For urothelial carcinoma, many excellent markers are available, such as high molecular weight cytokeratins, which are expressed in 65 % of urothelial carcinomas but in only 6 % of prostate carcinomas [6]. For example, CK7 and CK20 are expressed in 40–60 % of urothelial carcinomas; often urothelial carcinomas coexpress both cytokeratins. The relatively new biomarker p63 has also shown utility in the distinction between genitourinary carcinomas of different origin. It is a member of the p53 family, predominantly expressed in the basal layer of the urothelium, and has shown reactivity in squamous and urothelial carcinomas [7, 8]. Staining p63 is negative in 2–17 % of high-grade urothelial carcinomas, while positive in 0–3 % of high-grade prostate carcinoma [913]. Placental S100 (S100P) staining has also recently been noted in 78 % of urothelial carcinomas; a combination of S100 and p63 stained 95 % of urothelial carcinomas [14].

Recent studies have shown that a new marker, GATA3, is expressed in 67–80 % of urothelial carcinomas, but not in prostate carcinoma [15, 16]. GATA3 has the potential to serve as a useful immunohistochemical marker that distinguishes between urothelial carcinoma and other genitourinary tumors, such as prostate carcinoma and renal cell carcinoma [17]. Another advantage of GATA3 is its homogenous staining. Chang et al. demonstrated that GATA3 performs better than Uroplakin III, which is considered an antigen highly specific for urothelium [18]. It has a sensitivity of 31–60 % for primary invasive urothelial carcinomas and 53 % for metastatic urothelial carcinomas. One problem with Uroplakin III as a distinguishing marker is that its expression decreases with increasing grade and stage of urothelial carcinomas, while poorly differentiated cases do not express Uroplakin III at all. Furthermore, Uroplakin III staining is difficult for pathologists to interpret, as it is heterogeneous [10, 17, 18].

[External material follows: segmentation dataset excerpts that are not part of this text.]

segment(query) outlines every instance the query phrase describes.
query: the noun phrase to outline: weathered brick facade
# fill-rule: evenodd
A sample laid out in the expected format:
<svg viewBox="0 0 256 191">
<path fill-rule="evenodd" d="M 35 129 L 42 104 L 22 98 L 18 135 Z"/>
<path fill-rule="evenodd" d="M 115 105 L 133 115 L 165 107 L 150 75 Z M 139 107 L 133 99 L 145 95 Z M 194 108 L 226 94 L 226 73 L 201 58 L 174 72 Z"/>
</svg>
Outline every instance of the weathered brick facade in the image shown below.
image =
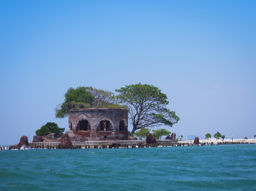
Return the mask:
<svg viewBox="0 0 256 191">
<path fill-rule="evenodd" d="M 127 140 L 127 109 L 90 108 L 69 111 L 69 135 L 88 140 Z"/>
</svg>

In daily practice, classical IHC markers used for distinguishing tumor origin in the genitourinary tract, such as p504S, PSA, and PSAP, are positive in cases of prostatic origin, and negative in cases of urothelial origin, while the inverse is true for p63 and CK7. None of these markers have 100 % sensitivity and specificity; for example, about 12 % of urothelial carcinomas are p504S positive [9]. In particular, poorly differentiated cases can lose immunohistochemical expression of several antigens.

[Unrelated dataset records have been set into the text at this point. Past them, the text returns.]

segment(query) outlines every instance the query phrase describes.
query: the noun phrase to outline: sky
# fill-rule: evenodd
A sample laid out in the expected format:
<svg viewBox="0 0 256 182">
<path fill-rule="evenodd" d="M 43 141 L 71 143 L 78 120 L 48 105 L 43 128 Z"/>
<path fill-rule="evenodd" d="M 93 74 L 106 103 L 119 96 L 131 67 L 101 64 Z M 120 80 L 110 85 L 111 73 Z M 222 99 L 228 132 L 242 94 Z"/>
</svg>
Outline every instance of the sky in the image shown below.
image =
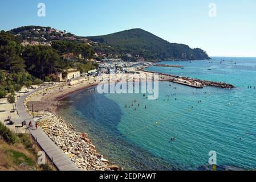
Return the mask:
<svg viewBox="0 0 256 182">
<path fill-rule="evenodd" d="M 38 16 L 39 3 L 46 6 L 45 16 Z M 5 31 L 38 25 L 92 36 L 140 28 L 210 56 L 256 57 L 255 0 L 1 0 L 0 5 L 0 30 Z"/>
</svg>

Although our study is limited by the small set of 42 cases with diagnostic uncertainty, we show that HOXB13 staining has good sensitivity (89 %) for prostate carcinoma and very high specificity (100 %). These data were confirmed by a supplementary study using normal prostatic tissue, as well as confirmed prostate cancer tissue, retrieved from radical prostatectomies. These results should be confirmed in larger studies. Nevertheless, these results are very promising and permitted us to reevaluate several very challenging cases.

As described above, sometimes very weak, focal staining of HOXB13 was observed in the basal layer of the urothelium or colonic mucosa. We observed two cases of normal rectum that exhibited strong staining in the crypts. As a consequence, HOXB13 might not be the ideal marker to distinguish between colon and prostate cancer. However, Alcian blue or PAS staining would be helpful in those cases, as well as CK20 and CDX-2 staining.

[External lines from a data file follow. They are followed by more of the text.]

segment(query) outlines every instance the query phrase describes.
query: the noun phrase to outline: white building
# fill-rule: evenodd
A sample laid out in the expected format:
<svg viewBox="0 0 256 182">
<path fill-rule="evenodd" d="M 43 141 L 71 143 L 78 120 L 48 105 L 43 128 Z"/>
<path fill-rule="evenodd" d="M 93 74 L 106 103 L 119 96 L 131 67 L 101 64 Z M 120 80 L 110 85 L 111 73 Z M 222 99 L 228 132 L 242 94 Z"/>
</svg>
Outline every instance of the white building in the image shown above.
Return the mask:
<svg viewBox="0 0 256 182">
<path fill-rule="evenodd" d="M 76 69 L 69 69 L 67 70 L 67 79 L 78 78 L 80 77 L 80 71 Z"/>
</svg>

The major difficulty in uropathology remains the differential diagnosis between bladder and prostate cancer. In the differential diagnosis between poorly differentiated prostate carcinoma and urothelial carcinoma, we suggest that PSA, PSAP, p504s, CK7, and p63 remain the first screening markers. If PSA, PSAP, and p504s are negative, HOXB13 might direct the diagnosis towards prostate carcinoma. If all prostate markers are negative, it is extremely unlikely that the tumor is of prostatic origin.